5. FINANCIAL INSTRUMENTS

Financial instruments are agreements between two parties that result in promises to pay or receive cash or equity instruments. The carrying values of accounts receivable and accounts payable and accrued liabilities approximate their fair values due to their short term to maturity.
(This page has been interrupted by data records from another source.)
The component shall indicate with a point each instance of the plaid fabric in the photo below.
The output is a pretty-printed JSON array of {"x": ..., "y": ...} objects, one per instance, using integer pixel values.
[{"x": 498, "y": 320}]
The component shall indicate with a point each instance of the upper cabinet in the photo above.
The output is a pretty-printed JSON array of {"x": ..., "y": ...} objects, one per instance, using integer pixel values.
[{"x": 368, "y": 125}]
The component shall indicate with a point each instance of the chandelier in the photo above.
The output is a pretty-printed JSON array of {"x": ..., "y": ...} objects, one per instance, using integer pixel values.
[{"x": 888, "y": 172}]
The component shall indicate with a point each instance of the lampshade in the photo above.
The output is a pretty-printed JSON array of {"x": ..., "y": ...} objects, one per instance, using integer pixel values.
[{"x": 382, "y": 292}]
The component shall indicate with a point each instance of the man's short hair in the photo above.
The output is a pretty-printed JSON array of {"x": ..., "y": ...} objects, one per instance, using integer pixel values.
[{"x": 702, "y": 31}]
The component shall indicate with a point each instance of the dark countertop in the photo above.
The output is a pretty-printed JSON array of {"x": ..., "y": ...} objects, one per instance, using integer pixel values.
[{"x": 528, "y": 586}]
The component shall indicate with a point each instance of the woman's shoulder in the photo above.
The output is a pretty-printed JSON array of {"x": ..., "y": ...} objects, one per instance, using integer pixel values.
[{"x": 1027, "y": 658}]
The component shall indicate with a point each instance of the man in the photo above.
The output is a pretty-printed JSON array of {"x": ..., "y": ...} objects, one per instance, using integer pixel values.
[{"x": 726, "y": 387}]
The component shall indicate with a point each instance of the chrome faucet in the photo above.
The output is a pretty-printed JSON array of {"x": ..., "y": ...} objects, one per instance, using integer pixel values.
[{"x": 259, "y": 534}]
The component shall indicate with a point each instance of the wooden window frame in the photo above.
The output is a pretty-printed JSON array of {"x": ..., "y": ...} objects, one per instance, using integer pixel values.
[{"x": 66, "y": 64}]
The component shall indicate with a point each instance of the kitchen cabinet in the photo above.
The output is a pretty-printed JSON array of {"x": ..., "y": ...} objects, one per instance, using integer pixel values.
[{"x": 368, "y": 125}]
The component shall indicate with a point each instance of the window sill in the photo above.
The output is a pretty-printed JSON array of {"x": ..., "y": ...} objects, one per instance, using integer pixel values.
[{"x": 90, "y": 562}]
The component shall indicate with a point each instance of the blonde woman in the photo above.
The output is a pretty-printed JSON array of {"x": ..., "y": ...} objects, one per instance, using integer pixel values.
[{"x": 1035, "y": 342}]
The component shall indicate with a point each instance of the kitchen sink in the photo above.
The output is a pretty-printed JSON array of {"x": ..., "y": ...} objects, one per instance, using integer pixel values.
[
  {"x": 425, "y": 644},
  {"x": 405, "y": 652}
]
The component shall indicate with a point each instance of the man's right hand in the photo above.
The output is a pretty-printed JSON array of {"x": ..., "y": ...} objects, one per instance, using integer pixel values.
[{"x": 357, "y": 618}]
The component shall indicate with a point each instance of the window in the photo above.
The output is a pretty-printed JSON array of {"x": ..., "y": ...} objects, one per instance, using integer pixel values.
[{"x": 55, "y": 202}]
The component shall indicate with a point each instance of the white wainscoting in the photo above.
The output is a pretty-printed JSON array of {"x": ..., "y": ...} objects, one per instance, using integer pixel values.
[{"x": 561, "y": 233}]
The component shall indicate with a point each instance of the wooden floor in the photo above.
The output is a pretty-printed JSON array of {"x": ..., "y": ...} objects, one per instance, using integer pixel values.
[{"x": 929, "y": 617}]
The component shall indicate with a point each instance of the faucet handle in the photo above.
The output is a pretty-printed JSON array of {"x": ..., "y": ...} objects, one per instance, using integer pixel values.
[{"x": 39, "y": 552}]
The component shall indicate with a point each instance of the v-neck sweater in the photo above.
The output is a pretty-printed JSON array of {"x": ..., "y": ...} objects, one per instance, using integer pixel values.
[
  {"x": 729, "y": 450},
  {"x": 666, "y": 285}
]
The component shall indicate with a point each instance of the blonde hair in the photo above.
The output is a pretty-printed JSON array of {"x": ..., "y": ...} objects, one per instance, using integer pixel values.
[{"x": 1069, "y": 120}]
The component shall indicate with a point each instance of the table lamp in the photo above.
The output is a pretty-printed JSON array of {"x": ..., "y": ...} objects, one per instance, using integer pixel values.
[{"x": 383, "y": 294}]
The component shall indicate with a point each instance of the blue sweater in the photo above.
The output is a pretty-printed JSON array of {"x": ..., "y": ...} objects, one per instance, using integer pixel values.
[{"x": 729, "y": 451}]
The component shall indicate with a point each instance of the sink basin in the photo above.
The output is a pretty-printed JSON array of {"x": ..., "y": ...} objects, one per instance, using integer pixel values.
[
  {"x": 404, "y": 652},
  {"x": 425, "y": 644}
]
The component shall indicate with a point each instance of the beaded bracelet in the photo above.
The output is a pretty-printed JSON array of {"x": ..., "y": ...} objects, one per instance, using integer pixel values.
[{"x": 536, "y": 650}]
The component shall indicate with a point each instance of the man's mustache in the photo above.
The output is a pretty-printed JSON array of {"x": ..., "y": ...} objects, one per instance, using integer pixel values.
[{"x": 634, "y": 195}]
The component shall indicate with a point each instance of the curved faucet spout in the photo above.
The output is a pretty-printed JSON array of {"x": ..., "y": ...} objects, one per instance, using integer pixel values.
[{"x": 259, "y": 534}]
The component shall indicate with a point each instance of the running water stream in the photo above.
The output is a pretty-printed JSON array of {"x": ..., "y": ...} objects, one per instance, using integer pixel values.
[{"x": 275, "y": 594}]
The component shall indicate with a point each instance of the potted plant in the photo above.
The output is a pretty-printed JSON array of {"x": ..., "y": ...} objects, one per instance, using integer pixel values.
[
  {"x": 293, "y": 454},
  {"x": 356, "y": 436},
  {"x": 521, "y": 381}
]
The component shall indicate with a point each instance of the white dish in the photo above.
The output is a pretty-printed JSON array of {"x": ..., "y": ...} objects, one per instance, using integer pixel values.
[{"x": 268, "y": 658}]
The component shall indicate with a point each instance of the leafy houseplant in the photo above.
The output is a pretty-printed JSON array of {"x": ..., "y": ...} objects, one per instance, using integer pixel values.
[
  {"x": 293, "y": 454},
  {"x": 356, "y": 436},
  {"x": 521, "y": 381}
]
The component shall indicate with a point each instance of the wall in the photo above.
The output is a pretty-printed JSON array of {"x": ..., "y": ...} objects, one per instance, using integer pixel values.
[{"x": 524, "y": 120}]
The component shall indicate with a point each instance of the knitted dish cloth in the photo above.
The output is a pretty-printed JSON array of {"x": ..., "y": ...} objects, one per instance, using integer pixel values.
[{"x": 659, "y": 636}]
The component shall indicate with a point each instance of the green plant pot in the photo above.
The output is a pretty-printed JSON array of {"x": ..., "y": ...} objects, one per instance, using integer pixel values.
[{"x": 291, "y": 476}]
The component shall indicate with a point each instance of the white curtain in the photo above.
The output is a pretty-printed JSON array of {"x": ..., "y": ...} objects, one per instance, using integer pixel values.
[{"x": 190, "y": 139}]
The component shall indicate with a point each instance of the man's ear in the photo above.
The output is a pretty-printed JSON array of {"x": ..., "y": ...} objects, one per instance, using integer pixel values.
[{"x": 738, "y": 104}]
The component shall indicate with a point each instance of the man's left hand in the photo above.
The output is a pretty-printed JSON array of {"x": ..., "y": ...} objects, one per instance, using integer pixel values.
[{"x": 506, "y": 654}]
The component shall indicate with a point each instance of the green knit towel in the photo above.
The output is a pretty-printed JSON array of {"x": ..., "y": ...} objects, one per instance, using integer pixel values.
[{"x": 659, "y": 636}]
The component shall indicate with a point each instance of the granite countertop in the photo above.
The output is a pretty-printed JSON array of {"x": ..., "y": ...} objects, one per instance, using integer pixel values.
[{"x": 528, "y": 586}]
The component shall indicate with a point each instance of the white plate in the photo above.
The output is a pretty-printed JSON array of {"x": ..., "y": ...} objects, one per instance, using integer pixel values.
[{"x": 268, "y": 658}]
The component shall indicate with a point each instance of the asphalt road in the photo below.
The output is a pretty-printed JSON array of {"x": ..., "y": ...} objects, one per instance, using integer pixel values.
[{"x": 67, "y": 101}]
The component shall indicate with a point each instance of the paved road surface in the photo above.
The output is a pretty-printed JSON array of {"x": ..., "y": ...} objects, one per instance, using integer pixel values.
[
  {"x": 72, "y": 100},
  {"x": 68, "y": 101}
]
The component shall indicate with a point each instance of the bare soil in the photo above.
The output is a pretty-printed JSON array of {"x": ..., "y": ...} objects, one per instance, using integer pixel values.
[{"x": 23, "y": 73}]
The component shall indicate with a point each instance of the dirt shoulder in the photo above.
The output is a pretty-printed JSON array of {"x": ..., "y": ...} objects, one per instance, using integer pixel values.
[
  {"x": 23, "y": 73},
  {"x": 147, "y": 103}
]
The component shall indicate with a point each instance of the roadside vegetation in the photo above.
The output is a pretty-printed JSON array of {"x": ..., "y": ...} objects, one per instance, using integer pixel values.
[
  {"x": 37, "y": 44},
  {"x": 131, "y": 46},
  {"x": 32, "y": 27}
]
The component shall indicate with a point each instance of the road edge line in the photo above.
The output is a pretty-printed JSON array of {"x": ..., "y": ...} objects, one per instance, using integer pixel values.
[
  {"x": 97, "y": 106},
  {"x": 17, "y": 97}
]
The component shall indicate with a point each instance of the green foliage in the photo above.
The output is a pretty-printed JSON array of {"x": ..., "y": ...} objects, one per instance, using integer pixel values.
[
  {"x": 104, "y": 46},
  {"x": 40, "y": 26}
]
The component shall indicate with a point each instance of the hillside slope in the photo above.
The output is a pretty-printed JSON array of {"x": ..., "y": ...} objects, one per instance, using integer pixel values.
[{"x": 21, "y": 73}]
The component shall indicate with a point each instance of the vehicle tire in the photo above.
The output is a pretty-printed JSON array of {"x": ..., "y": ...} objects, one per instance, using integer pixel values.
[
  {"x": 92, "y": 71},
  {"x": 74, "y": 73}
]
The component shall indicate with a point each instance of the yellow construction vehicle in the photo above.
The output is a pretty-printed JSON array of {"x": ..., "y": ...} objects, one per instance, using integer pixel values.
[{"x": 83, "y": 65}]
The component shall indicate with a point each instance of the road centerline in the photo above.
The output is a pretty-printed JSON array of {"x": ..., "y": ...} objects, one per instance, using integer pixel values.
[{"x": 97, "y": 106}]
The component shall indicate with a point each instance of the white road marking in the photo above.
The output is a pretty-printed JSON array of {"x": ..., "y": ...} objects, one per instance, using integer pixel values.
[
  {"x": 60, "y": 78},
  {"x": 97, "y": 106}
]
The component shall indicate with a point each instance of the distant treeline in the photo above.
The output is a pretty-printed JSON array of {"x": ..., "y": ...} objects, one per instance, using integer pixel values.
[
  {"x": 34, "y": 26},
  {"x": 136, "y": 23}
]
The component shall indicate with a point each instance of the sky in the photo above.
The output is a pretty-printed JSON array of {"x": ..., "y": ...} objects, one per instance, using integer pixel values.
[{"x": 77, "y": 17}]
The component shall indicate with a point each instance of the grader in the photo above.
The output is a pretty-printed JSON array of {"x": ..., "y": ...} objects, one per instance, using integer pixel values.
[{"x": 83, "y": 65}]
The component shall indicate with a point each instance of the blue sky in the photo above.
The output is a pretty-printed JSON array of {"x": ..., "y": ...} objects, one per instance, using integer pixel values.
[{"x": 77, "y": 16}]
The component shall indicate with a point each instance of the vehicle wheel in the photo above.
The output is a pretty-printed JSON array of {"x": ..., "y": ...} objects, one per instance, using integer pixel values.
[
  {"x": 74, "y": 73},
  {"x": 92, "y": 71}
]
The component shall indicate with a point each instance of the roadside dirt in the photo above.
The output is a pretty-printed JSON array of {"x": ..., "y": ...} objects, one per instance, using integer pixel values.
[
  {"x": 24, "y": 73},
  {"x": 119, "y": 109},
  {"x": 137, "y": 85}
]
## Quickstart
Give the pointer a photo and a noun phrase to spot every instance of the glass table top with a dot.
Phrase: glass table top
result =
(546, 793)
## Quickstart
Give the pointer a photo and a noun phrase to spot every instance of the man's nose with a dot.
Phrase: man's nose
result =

The Company has exposure to the following risks from its use of financial instruments:

• Credit risk;

• Liquidity risk; and

• Market risk.

(a) Credit risk

Credit risk is the risk that one party to a financial instrument will cause a financial loss for the other party by failing to discharge an obligation. Cash and cash equivalents are placed with major Canadian and US financial institutions and the Company’s concentration of credit risk for cash and maximum exposure thereto is $4,418,236 (2018 - $1,246,244).

17


KELSO TECHNOLOGIES INC.

Notes to Consolidated Financial Statements

For the years ended December 31, 2019, 2018 and 2017
(Expressed in US Dollars)

 

5. FINANCIAL INSTRUMENTS (Continued)

(a) Credit risk (Continued)

With respect to its accounts receivable, the Company assesses the credit rating of all customers and maintains provisions for potential credit losses, and any such losses to date have been within management’s expectations. The Company’s credit risk with respect to accounts receivable and maximum exposure thereto is $1,824,563 (2018 - $1,224,235). The Company’s concentration of credit risk for accounts receivable with respect to its significant customers is as follows: Customer A is $476,341 (2018 - $271,564), Customer B is $172,841 (2018 - $161,556) (Note 15). The Company has provided for an allowance for doubtful accounts amounting to $Nil at December 31, 2019 (2018 - $27,653).

To reduce the credit risk of accounts receivable, the Company regularly reviews the collectability of the accounts receivable to ensure there is no indication that these amounts will not be fully recoverable.

(b) Liquidity risk

Liquidity risk is the risk that the Company will be unable to meet its financial obligations as they fall due. The Company’s approach to managing liquidity risk is to ensure, as far as possible, that it will have sufficient liquid funds to meet its liabilities when due, under both normal and stressed conditions, without incurring unacceptable losses or risking damage to the Company’s reputation.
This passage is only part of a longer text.